L’articolo 1 relativo alla scomparsa di una parte dei “regimi speciali” pensionistici è stato adottato venerdì con 181 voti a favore e 163 contrari (non avendo una maggioranza, Macron è stato in questo caso appoggiato dalla destra gollista).
Prevede che dal 1 settembre del 2023 i neo-assunti nella RAPT (la metro parigina), nelle industrie elettriche e del Gas (come EDF), i membri del CESE e della Banca di Francia, non godano più delle condizioni garantite fino ad ora ai loro colleghi. É la cosiddetta clausola “du grande-père” adottata anche nel 2018 per la riforma della SNCF, le ferrovie francesi.

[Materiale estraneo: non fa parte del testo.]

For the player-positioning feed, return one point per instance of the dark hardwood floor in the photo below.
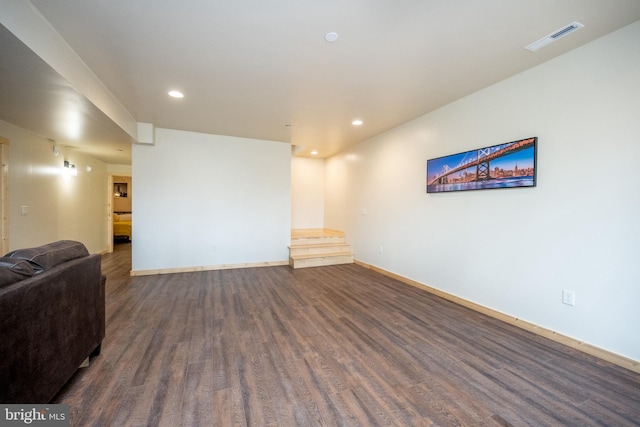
(327, 346)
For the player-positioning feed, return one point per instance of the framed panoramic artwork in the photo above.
(508, 165)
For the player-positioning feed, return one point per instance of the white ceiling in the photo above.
(249, 68)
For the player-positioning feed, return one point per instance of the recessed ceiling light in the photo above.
(331, 37)
(564, 31)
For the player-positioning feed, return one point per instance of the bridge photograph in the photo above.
(506, 165)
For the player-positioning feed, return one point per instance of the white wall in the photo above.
(73, 208)
(515, 250)
(207, 200)
(307, 192)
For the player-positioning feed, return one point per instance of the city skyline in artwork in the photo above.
(508, 165)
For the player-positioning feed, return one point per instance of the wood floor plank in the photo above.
(326, 346)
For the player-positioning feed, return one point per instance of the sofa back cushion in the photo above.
(47, 256)
(14, 270)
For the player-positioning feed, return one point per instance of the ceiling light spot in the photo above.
(558, 34)
(331, 37)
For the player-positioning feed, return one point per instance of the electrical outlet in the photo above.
(568, 297)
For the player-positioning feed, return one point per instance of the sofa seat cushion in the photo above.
(14, 270)
(47, 256)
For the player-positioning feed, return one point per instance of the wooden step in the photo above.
(304, 261)
(318, 247)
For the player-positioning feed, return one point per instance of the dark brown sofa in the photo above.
(52, 317)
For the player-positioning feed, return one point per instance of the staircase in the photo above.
(315, 247)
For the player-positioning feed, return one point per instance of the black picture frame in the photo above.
(508, 165)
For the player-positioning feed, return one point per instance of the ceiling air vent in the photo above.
(564, 31)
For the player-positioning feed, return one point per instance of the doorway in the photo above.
(120, 193)
(4, 195)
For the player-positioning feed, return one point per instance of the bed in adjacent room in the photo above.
(122, 225)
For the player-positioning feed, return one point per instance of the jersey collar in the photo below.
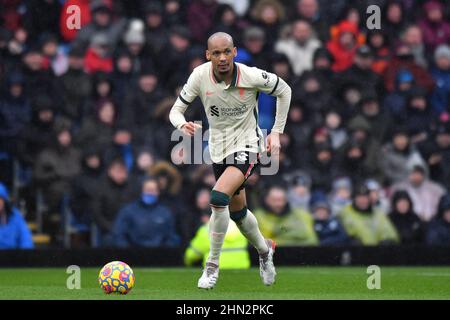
(235, 79)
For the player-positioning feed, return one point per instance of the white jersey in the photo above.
(232, 109)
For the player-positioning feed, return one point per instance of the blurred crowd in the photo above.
(85, 142)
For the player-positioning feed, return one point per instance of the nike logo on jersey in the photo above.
(241, 157)
(214, 111)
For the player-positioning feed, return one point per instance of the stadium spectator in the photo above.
(56, 166)
(345, 39)
(114, 190)
(336, 131)
(440, 100)
(172, 60)
(299, 127)
(39, 78)
(395, 102)
(15, 114)
(102, 23)
(299, 191)
(98, 58)
(328, 228)
(394, 18)
(438, 232)
(310, 11)
(285, 225)
(14, 232)
(122, 146)
(378, 43)
(417, 116)
(155, 31)
(140, 103)
(134, 44)
(436, 30)
(235, 253)
(123, 77)
(268, 15)
(366, 224)
(311, 90)
(74, 86)
(436, 152)
(300, 43)
(360, 71)
(412, 37)
(239, 6)
(398, 155)
(410, 228)
(145, 222)
(227, 20)
(404, 60)
(174, 12)
(378, 196)
(424, 193)
(322, 62)
(98, 129)
(253, 51)
(15, 111)
(83, 187)
(340, 195)
(39, 134)
(200, 14)
(322, 167)
(380, 122)
(54, 55)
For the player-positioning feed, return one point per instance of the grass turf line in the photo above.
(181, 283)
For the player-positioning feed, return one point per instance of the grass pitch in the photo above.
(180, 283)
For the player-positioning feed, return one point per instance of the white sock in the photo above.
(249, 228)
(218, 226)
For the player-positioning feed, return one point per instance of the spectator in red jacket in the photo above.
(97, 57)
(345, 39)
(435, 29)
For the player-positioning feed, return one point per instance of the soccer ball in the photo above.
(116, 277)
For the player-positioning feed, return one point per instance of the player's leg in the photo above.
(228, 182)
(247, 223)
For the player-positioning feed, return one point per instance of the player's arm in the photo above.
(273, 85)
(189, 92)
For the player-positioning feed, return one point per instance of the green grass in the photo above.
(292, 283)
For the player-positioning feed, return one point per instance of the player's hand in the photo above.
(273, 143)
(190, 127)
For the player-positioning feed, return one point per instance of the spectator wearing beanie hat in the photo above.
(436, 30)
(424, 193)
(328, 228)
(440, 98)
(364, 223)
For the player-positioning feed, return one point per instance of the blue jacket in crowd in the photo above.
(330, 232)
(439, 229)
(15, 233)
(138, 224)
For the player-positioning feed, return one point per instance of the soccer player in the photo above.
(229, 93)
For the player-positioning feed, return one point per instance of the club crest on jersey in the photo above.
(214, 111)
(241, 157)
(266, 77)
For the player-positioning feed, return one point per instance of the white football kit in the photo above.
(232, 109)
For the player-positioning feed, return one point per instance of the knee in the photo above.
(238, 215)
(219, 199)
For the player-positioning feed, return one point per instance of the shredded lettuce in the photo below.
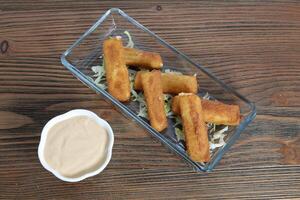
(168, 102)
(179, 134)
(216, 137)
(170, 71)
(130, 43)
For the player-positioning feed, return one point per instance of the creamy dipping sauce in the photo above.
(76, 146)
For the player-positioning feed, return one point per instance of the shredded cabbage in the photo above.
(170, 71)
(130, 43)
(216, 138)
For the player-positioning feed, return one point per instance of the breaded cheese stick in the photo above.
(151, 82)
(214, 111)
(194, 128)
(172, 83)
(142, 59)
(116, 71)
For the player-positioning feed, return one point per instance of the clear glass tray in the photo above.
(87, 50)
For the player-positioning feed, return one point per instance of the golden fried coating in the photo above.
(194, 128)
(142, 59)
(116, 71)
(172, 83)
(214, 111)
(151, 83)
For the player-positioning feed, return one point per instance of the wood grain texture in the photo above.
(254, 46)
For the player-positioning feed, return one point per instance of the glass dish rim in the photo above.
(77, 73)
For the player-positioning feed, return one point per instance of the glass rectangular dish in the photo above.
(86, 52)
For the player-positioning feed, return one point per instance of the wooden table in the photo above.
(254, 46)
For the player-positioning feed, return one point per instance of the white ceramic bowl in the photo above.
(59, 118)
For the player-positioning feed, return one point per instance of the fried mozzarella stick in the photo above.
(116, 71)
(214, 111)
(194, 128)
(151, 82)
(143, 59)
(172, 83)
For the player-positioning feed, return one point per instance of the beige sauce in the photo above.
(76, 146)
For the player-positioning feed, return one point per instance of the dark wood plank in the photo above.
(254, 46)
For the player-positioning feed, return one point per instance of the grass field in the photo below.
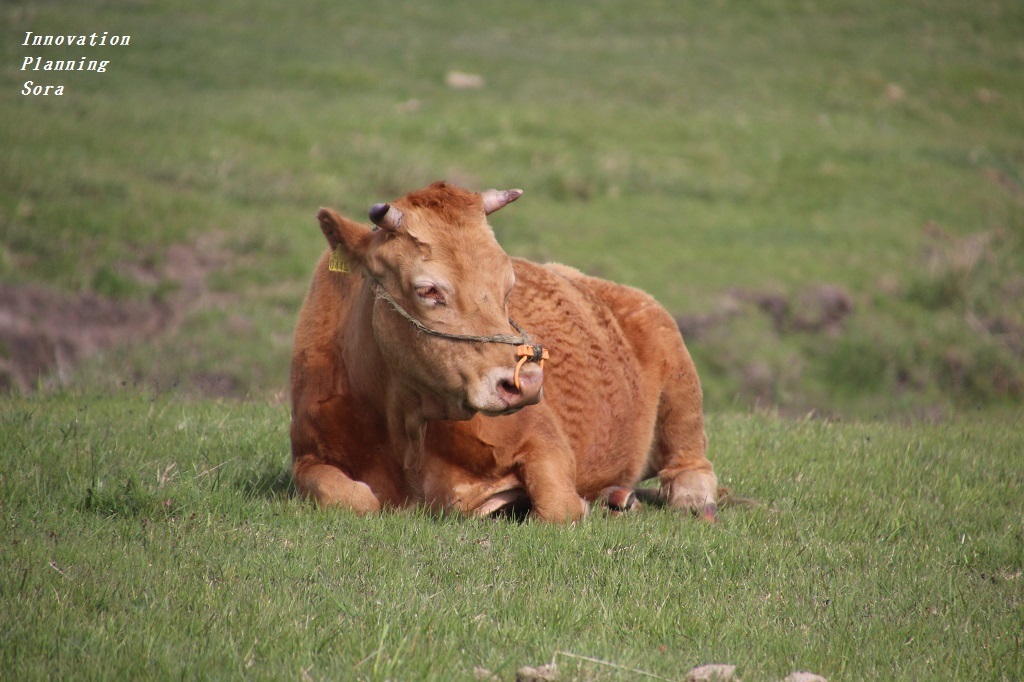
(829, 197)
(730, 158)
(148, 538)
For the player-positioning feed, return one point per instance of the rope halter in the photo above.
(525, 350)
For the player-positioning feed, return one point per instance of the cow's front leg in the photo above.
(550, 481)
(330, 486)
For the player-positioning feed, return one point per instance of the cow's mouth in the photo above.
(513, 503)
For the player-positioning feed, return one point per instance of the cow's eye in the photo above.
(430, 294)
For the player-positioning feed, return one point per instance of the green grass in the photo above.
(155, 538)
(702, 152)
(691, 151)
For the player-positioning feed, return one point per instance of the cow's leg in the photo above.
(330, 486)
(620, 499)
(550, 481)
(688, 479)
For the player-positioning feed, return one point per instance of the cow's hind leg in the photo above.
(330, 486)
(687, 478)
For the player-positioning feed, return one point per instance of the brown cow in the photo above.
(412, 384)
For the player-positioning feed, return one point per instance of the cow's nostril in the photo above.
(509, 387)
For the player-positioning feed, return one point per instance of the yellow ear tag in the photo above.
(338, 262)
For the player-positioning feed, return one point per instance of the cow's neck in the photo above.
(406, 408)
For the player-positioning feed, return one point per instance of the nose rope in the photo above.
(528, 353)
(525, 351)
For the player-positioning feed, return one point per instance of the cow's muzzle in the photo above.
(520, 387)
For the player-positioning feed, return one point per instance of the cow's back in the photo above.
(605, 341)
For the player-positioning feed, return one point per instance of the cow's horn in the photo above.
(385, 215)
(495, 199)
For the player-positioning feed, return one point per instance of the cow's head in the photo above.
(434, 254)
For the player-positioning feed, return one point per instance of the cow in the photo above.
(430, 369)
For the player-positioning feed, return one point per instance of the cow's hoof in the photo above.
(621, 499)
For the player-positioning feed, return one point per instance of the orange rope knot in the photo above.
(528, 353)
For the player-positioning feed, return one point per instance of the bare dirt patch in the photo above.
(43, 331)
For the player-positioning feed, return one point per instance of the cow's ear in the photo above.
(340, 231)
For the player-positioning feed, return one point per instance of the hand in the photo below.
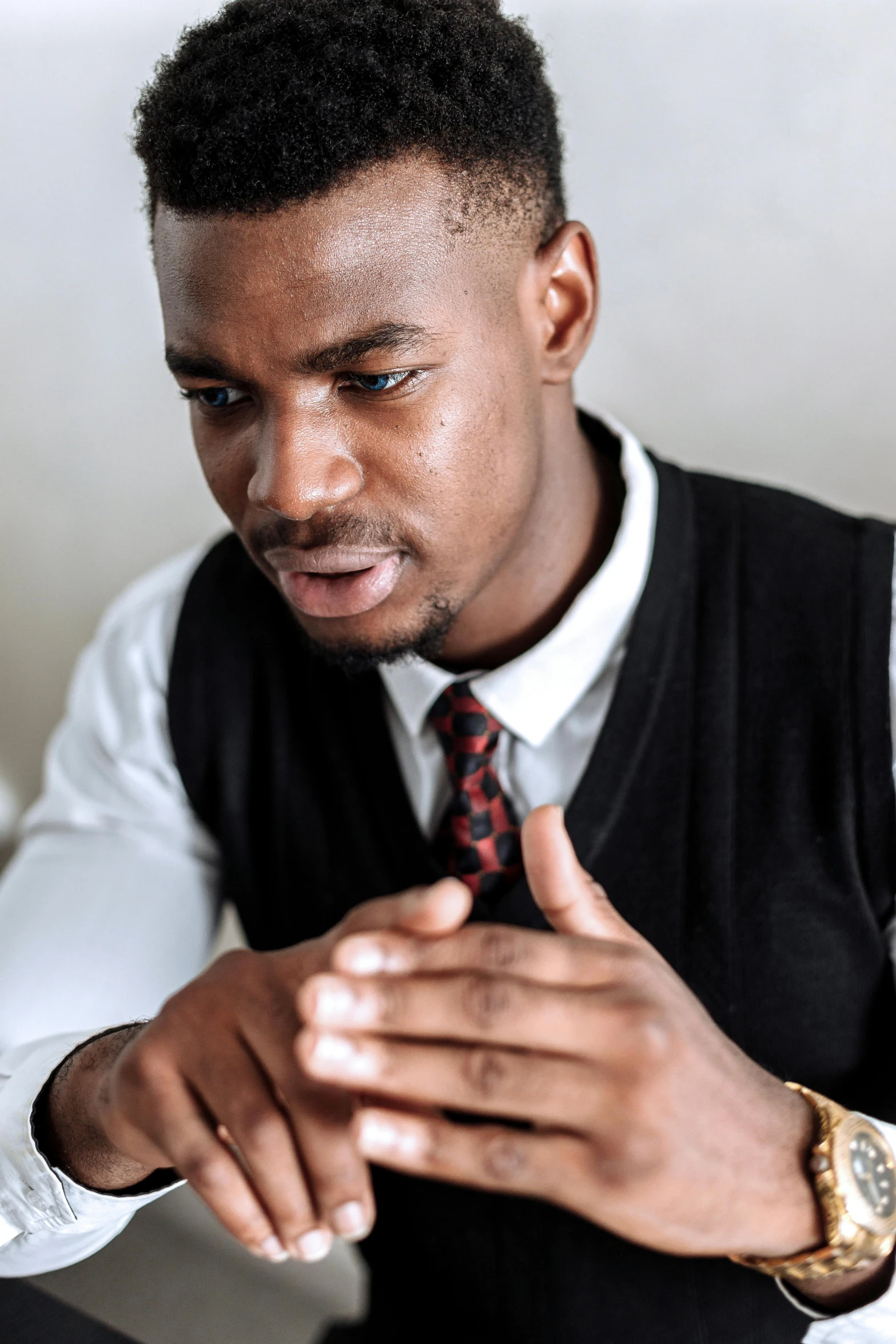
(212, 1088)
(647, 1119)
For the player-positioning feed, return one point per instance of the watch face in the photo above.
(872, 1168)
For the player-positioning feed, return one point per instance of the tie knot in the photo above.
(480, 838)
(468, 733)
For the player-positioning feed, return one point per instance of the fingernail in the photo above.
(341, 1055)
(337, 1001)
(381, 1136)
(314, 1245)
(364, 959)
(349, 1220)
(273, 1250)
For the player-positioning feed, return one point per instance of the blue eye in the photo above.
(378, 382)
(217, 398)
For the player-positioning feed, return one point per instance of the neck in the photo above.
(564, 539)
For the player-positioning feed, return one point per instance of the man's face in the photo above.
(366, 397)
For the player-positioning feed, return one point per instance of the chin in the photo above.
(359, 646)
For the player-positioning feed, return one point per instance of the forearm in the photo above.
(47, 1219)
(67, 1118)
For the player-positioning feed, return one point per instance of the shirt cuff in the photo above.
(34, 1195)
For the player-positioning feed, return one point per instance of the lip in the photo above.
(336, 584)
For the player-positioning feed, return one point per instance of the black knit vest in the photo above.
(738, 808)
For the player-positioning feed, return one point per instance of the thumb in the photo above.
(564, 893)
(428, 912)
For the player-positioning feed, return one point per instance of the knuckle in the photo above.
(258, 1128)
(504, 1158)
(485, 1072)
(390, 1001)
(500, 948)
(648, 1034)
(485, 999)
(628, 1156)
(203, 1168)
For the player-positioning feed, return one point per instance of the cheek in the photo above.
(226, 462)
(463, 464)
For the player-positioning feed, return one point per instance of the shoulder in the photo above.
(777, 507)
(151, 605)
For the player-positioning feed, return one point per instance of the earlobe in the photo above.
(568, 267)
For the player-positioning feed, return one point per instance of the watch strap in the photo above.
(847, 1245)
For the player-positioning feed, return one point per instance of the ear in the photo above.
(567, 289)
(568, 896)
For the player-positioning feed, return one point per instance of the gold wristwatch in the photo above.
(855, 1175)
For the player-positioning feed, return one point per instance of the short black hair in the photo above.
(273, 101)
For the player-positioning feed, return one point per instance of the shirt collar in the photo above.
(531, 695)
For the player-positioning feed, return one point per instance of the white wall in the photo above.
(735, 159)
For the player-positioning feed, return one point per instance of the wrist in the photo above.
(67, 1122)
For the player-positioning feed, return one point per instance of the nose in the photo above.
(301, 467)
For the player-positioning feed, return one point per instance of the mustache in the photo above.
(348, 530)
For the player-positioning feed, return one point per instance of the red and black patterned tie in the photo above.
(480, 836)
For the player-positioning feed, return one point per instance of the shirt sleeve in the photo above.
(108, 908)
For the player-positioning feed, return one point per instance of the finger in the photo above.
(568, 896)
(489, 1081)
(241, 1100)
(606, 1024)
(495, 949)
(180, 1131)
(336, 1174)
(543, 1166)
(428, 912)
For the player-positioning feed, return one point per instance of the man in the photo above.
(451, 602)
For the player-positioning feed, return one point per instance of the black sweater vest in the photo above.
(738, 808)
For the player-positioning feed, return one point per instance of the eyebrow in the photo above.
(395, 336)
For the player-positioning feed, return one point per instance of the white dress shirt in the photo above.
(110, 902)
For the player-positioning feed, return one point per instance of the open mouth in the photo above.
(340, 592)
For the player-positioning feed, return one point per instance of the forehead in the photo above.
(386, 246)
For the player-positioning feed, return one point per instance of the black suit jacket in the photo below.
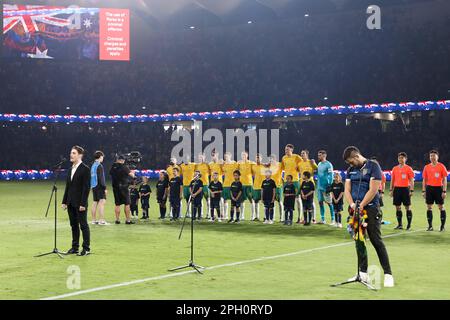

Alcuni “regimi speciali” verranno comunque mantenuti.
L’articolo 7 contente la misura-faro dell’innalzamento dell’età pensionabile dai 62 – erano 60 poco più di una decina di anni fa – a 64 anni è particolarmente atteso, ed i “gollisti” (LR) di Éric Ciotti sono spaccati su questo punto chiave.
Senza il loro voto favorevole, il governo del Primo Ministro Elisabeth Borne dovrebbe ricorrere alla decretazione, bypassando il voto per metà marzo.
Macron sta scherzando con il fuoco, e non è affatto detto che non si bruci pesantemente, perché le classi subalterne in Francia sono ben consapevoli che l’unica strada per vincere quest’ennesimo braccio di ferro con il “presidente dei ricchi” sta nell’alzare il livello dello scontro, bloccando il paese.